Although the National Development and Reform Commission deleted “virtual currency mining” from the elimination catalog in 2019, it does not mean that the country affirms or encourages mining. As the popularity of Bitcoin rises after 2020, currency prices have become volatile, domestic financial fund-raising fraud crimes involving virtual currencies have emerged one after another, and energy consumption has further increased due to the increase in mining difficulty, which has seriously affected the power supply balance in some areas.

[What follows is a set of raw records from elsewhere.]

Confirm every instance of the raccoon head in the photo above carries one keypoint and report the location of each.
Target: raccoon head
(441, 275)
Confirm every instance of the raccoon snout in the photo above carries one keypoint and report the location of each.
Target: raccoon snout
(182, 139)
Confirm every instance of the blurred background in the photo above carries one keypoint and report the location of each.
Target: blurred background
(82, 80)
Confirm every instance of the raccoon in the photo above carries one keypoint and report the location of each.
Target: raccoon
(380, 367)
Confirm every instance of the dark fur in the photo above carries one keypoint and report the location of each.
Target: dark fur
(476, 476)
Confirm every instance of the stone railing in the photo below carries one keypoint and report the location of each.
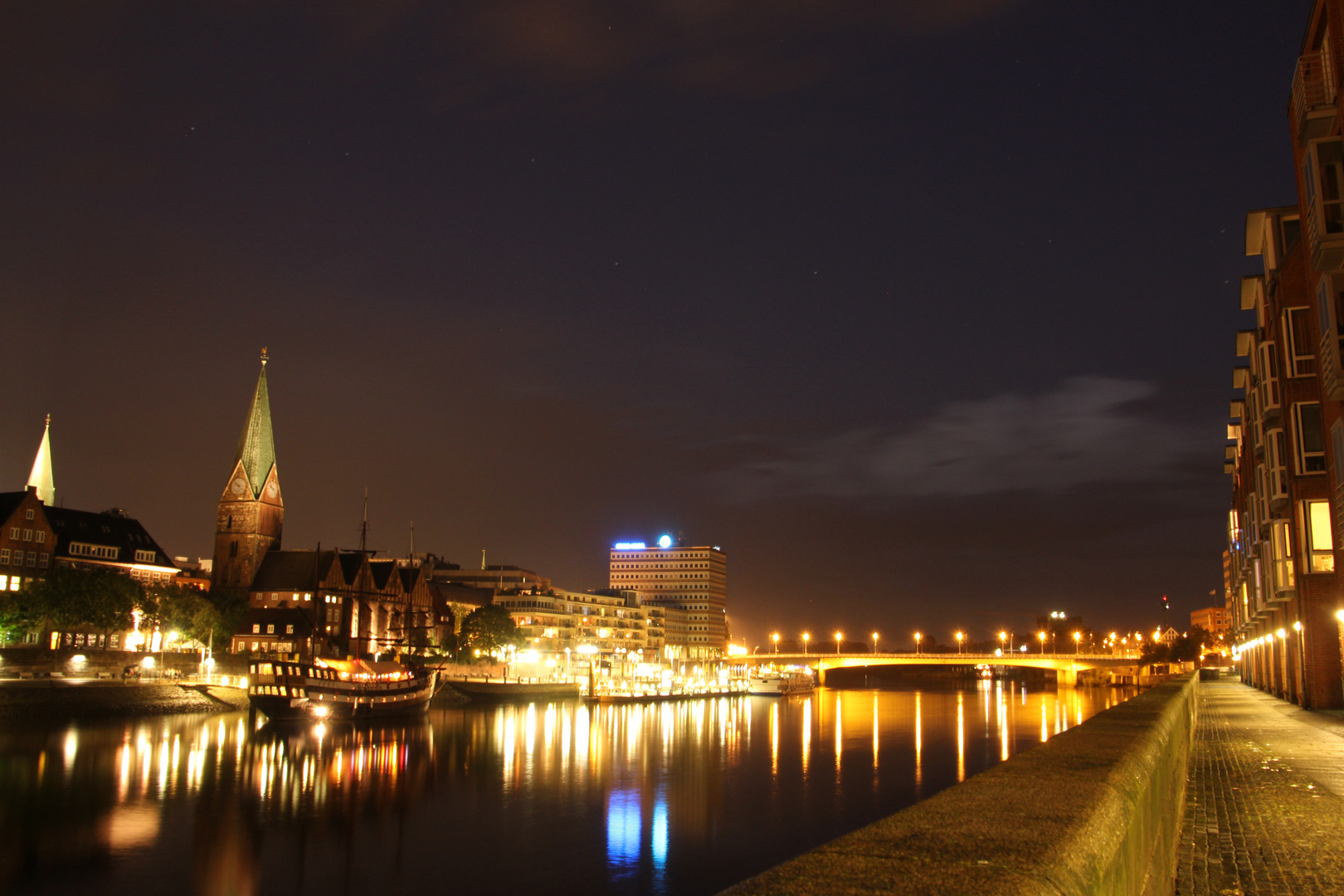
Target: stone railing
(1094, 811)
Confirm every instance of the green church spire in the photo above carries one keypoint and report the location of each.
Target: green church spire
(257, 446)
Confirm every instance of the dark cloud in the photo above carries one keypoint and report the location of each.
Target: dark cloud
(1082, 431)
(85, 54)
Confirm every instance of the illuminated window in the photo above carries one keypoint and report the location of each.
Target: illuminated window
(1319, 536)
(1281, 550)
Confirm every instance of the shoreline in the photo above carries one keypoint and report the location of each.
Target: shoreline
(81, 700)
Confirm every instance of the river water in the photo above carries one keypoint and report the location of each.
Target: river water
(674, 798)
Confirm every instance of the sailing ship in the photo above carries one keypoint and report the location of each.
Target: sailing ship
(771, 683)
(339, 689)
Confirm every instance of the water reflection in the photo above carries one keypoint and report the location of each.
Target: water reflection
(663, 798)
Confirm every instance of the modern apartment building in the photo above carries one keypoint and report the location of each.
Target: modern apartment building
(1285, 448)
(689, 583)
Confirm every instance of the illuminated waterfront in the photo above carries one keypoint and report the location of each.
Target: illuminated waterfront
(672, 798)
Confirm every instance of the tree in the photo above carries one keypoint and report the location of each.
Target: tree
(491, 631)
(183, 610)
(73, 596)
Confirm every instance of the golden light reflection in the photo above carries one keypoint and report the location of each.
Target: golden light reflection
(806, 733)
(918, 744)
(962, 738)
(875, 716)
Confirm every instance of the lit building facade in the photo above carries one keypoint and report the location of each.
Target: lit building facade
(687, 583)
(1285, 448)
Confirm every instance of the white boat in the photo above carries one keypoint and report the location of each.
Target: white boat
(778, 684)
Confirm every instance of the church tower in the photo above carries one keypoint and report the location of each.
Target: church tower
(251, 512)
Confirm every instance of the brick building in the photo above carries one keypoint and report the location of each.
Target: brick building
(689, 583)
(1285, 446)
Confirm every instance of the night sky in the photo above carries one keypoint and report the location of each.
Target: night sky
(923, 310)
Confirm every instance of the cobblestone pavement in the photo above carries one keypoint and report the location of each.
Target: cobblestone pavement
(1265, 798)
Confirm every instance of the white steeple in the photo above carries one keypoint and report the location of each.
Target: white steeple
(41, 476)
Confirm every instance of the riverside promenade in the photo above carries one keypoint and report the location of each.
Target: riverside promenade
(1265, 796)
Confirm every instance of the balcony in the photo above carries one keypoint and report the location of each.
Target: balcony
(1313, 95)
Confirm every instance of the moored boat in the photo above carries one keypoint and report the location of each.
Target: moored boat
(339, 689)
(769, 683)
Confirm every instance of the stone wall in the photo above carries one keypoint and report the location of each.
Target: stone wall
(39, 661)
(1094, 811)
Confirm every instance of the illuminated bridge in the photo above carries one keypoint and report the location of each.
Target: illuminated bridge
(1066, 666)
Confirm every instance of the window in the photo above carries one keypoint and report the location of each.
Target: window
(1276, 475)
(1324, 176)
(1281, 553)
(1317, 535)
(1298, 353)
(100, 551)
(1311, 438)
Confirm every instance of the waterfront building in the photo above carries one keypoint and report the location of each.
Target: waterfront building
(336, 603)
(687, 582)
(35, 536)
(1211, 620)
(251, 512)
(608, 624)
(1285, 446)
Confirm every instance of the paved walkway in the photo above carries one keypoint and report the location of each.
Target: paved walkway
(1265, 804)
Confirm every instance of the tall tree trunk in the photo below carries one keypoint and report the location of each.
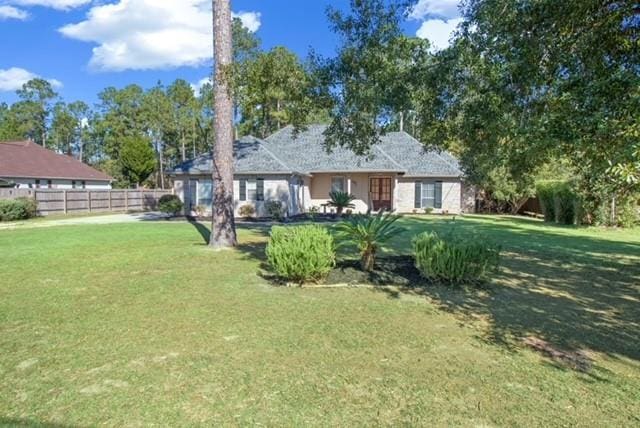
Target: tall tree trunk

In recent days, the state has taken vigorous measures to rectify the problem. On September 24, 11 departments including the National Development and Reform Commission and the Ministry of Public Security issued the “Notice on Rectifying Virtual Currency “Mining” Activities. The notice points out that the supervision of the entire upstream and downstream industry chain of virtual currency "mining" activities will be strengthened, new virtual currency "mining" projects will be strictly prohibited, and the orderly exit of existing projects will be accelerated to promote the optimization of industrial structure and help achieve carbon peak and carbon neutrality goals as scheduled. The notice emphasized that "virtual currency 'mining' activities" will be added to the "elimination category" of the "Industrial Structural Adjustment Guidance Catalog (2019 Edition)". Before the supplement is included, the virtual currency "mining" project will be treated as an obsolete industry, and investment will be prohibited in accordance with the relevant provisions of the "Decision of the State Council on the Issuance and Implementation" (Guofa (2005) No. 40).

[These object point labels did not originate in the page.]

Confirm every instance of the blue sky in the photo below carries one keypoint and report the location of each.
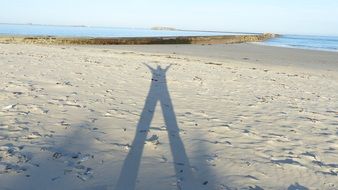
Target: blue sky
(278, 16)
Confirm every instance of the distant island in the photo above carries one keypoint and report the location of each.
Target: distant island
(162, 28)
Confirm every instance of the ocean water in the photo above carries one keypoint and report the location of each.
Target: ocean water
(74, 31)
(324, 43)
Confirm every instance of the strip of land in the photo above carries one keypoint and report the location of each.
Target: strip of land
(167, 117)
(227, 39)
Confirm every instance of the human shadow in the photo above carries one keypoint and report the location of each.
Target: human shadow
(158, 92)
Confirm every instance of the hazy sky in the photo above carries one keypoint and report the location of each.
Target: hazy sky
(278, 16)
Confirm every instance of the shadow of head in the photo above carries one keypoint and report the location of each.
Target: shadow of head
(297, 186)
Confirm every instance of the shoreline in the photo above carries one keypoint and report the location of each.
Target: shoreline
(241, 116)
(245, 52)
(226, 39)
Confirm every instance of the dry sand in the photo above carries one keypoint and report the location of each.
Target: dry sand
(167, 117)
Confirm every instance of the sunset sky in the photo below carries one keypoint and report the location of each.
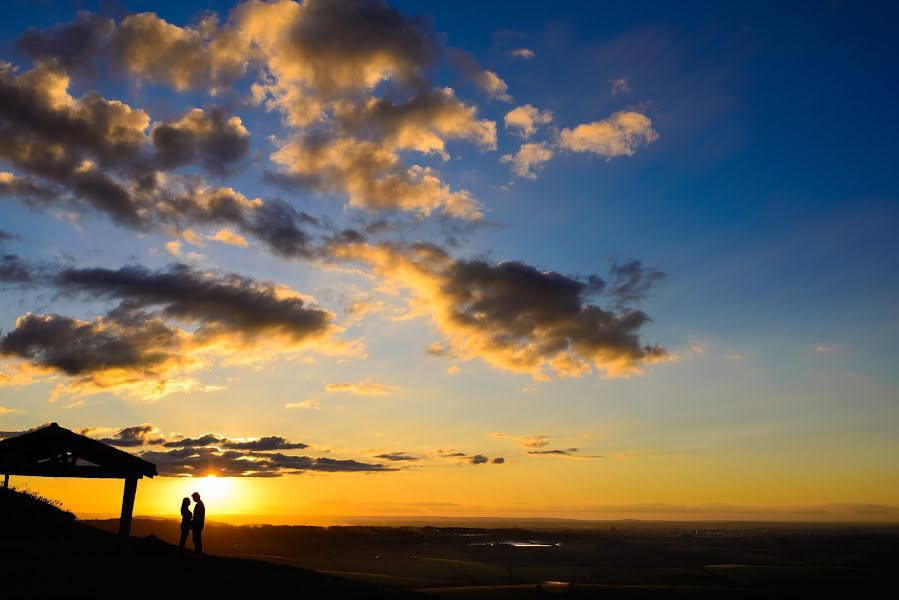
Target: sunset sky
(587, 260)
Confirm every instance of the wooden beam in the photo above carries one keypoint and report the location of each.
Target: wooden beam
(127, 506)
(63, 470)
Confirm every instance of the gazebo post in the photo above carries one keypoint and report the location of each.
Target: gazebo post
(127, 506)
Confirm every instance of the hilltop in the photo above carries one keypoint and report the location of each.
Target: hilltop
(46, 552)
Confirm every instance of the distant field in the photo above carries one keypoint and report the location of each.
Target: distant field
(622, 560)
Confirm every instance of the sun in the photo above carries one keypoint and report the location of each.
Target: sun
(215, 491)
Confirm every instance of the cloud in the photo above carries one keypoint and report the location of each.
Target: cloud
(397, 457)
(523, 53)
(262, 444)
(209, 138)
(223, 456)
(202, 461)
(125, 353)
(526, 118)
(491, 83)
(511, 315)
(359, 156)
(533, 441)
(14, 270)
(305, 44)
(72, 45)
(622, 134)
(567, 452)
(307, 404)
(471, 459)
(8, 434)
(229, 306)
(619, 86)
(227, 236)
(528, 160)
(6, 236)
(309, 72)
(363, 388)
(25, 189)
(129, 437)
(99, 153)
(147, 47)
(632, 281)
(134, 350)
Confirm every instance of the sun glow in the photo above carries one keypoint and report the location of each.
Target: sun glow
(219, 492)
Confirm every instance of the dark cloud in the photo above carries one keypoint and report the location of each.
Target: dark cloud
(230, 303)
(488, 81)
(13, 269)
(632, 282)
(209, 439)
(263, 444)
(513, 315)
(145, 47)
(134, 350)
(8, 434)
(28, 191)
(98, 154)
(210, 138)
(142, 345)
(72, 45)
(207, 460)
(567, 452)
(473, 459)
(129, 437)
(397, 457)
(6, 236)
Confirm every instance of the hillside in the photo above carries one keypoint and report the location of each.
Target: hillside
(45, 552)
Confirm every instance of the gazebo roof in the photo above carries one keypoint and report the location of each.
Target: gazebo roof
(54, 451)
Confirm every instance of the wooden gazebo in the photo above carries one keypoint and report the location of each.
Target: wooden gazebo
(54, 451)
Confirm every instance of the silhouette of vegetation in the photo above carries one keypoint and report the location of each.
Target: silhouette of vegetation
(45, 552)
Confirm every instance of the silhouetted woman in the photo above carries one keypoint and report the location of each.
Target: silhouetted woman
(185, 521)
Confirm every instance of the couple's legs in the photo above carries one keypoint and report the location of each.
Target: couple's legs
(198, 540)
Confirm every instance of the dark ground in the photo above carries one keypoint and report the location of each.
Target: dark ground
(633, 560)
(44, 551)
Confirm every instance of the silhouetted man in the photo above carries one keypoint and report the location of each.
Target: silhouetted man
(196, 524)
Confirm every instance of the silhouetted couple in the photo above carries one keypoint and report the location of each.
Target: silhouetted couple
(193, 522)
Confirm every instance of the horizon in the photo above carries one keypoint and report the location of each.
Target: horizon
(416, 259)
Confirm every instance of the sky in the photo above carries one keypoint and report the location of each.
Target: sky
(581, 260)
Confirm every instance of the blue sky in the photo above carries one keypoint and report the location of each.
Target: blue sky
(769, 199)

On October 8, the National Development and Reform Commission also publicly solicited opinions from the public on the "Market Access Negative List (2021 Edition)" and re-included virtual currency "mining" in the elimination list. The "Market Access Negative List (2021 Edition)" lists 6 prohibited access items and 111 permitted access items, for a total of 117 items. Among them, in the revision of relevant measures in the "Industrial Structural Adjustment Guidance Catalog" on the last page, item 7 of the elimination category "1. Outdated production technology and equipment" (18) and other items were added. After the revision, the description of the measure was added: virtual currency "mining" activities.

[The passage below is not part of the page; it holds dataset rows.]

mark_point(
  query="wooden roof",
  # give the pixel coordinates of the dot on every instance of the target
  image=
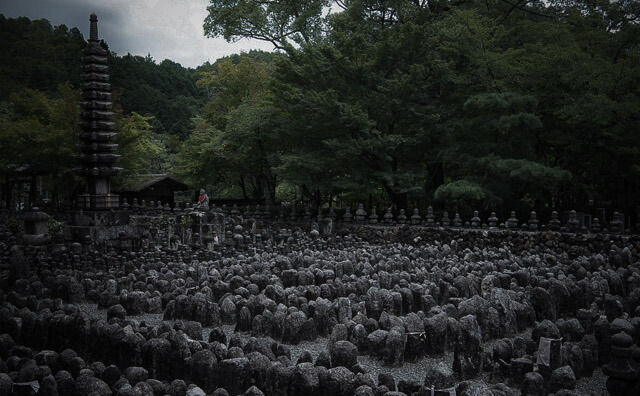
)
(141, 182)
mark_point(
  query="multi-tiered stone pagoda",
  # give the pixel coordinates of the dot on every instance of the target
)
(97, 150)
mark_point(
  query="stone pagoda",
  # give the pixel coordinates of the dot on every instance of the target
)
(97, 150)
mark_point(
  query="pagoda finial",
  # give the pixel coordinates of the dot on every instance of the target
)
(93, 30)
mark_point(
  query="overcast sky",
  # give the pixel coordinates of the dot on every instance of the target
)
(166, 29)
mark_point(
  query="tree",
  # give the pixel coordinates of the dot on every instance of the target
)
(278, 22)
(38, 134)
(240, 123)
(140, 151)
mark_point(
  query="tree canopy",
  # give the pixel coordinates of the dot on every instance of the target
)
(496, 105)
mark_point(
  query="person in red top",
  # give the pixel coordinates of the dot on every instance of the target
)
(203, 199)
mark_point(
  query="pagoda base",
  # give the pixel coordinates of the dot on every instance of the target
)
(98, 202)
(99, 225)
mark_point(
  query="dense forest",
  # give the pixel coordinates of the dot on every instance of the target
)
(496, 105)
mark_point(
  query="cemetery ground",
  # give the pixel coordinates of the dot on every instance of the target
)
(366, 310)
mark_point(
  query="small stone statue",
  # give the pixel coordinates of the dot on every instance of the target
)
(203, 200)
(493, 220)
(445, 219)
(475, 220)
(402, 218)
(388, 217)
(373, 218)
(513, 221)
(347, 217)
(533, 221)
(554, 223)
(431, 222)
(457, 221)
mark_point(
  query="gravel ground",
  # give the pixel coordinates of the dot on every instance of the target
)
(412, 371)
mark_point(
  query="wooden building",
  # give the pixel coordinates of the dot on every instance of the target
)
(151, 188)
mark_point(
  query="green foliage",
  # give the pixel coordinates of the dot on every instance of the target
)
(234, 143)
(141, 151)
(15, 225)
(186, 222)
(54, 227)
(273, 21)
(39, 133)
(460, 190)
(164, 221)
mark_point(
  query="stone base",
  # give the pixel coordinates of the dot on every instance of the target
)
(99, 225)
(97, 234)
(98, 202)
(101, 218)
(35, 239)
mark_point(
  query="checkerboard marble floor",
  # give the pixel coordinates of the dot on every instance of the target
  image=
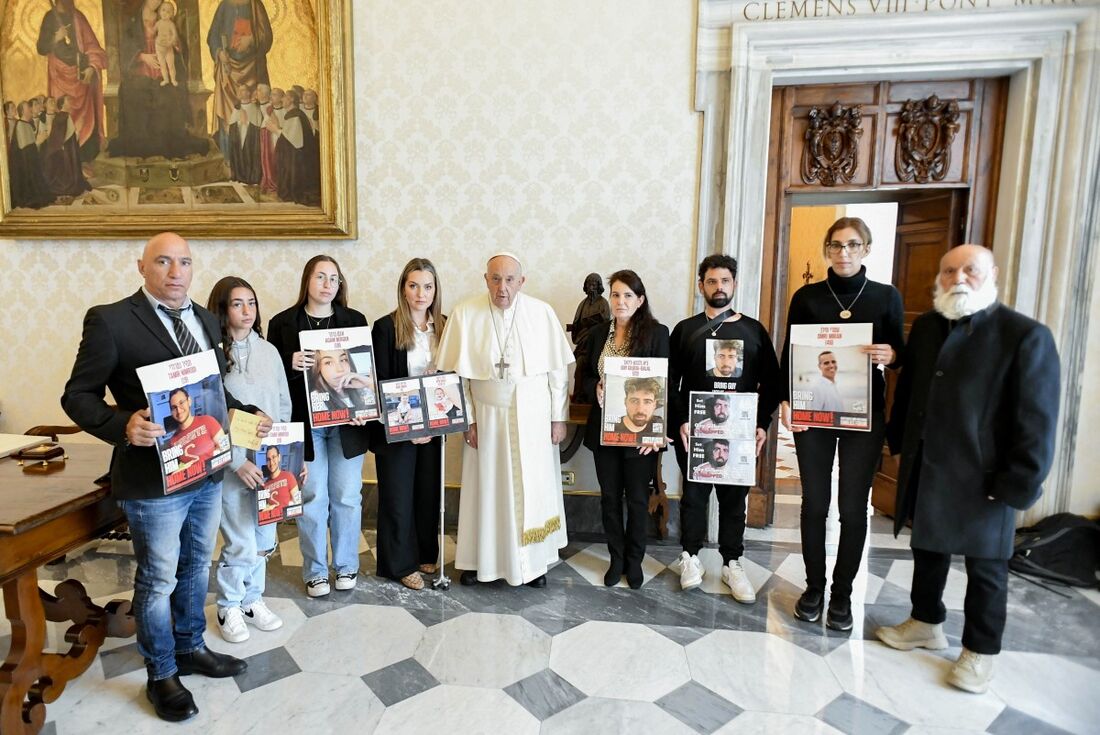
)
(576, 657)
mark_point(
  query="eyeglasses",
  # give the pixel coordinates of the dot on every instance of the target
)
(851, 247)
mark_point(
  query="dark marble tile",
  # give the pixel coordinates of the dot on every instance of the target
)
(699, 708)
(545, 693)
(680, 634)
(266, 668)
(121, 660)
(399, 681)
(855, 716)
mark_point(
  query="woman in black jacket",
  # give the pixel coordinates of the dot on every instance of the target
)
(633, 331)
(846, 295)
(405, 343)
(333, 494)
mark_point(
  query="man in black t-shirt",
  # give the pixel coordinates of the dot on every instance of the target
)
(688, 371)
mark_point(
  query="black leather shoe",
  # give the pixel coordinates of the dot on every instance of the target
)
(810, 605)
(171, 699)
(839, 614)
(207, 662)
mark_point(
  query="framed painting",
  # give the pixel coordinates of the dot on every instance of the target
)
(211, 118)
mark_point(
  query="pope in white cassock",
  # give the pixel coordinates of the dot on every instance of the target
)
(513, 355)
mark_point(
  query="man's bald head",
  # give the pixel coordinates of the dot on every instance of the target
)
(165, 264)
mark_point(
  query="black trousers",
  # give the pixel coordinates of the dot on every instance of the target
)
(859, 452)
(408, 506)
(987, 596)
(693, 514)
(623, 471)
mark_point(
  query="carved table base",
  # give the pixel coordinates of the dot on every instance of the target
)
(31, 678)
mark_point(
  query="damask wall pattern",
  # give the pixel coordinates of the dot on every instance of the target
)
(563, 131)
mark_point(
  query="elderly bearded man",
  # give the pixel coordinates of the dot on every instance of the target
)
(974, 417)
(514, 359)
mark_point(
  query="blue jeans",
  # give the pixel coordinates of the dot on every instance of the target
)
(174, 539)
(332, 502)
(242, 566)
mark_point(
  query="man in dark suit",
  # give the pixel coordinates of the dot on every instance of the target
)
(974, 416)
(173, 535)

In September 2020, President Xi Jinping announced two major Chinese environmental policies at the United Nations General Assembly. First, China, the world's second largest economy, plans to reach its carbon dioxide emissions peak in 2030. Second, China will achieve the goal of carbon neutrality (that is, net carbon emissions are zero) by 2060. Virtual currency “mining” activities not only consume electricity resources, but also increase carbon emissions. They have low contribution to the national economy and have limited role in promoting industrial development and scientific and technological progress. In addition, the risks derived from the production and transaction of virtual currency are becoming more and more prominent. If it is allowed to develop blindly and disorderly, it will have a negative impact on promoting high-quality economic and social development and energy conservation and emission reduction.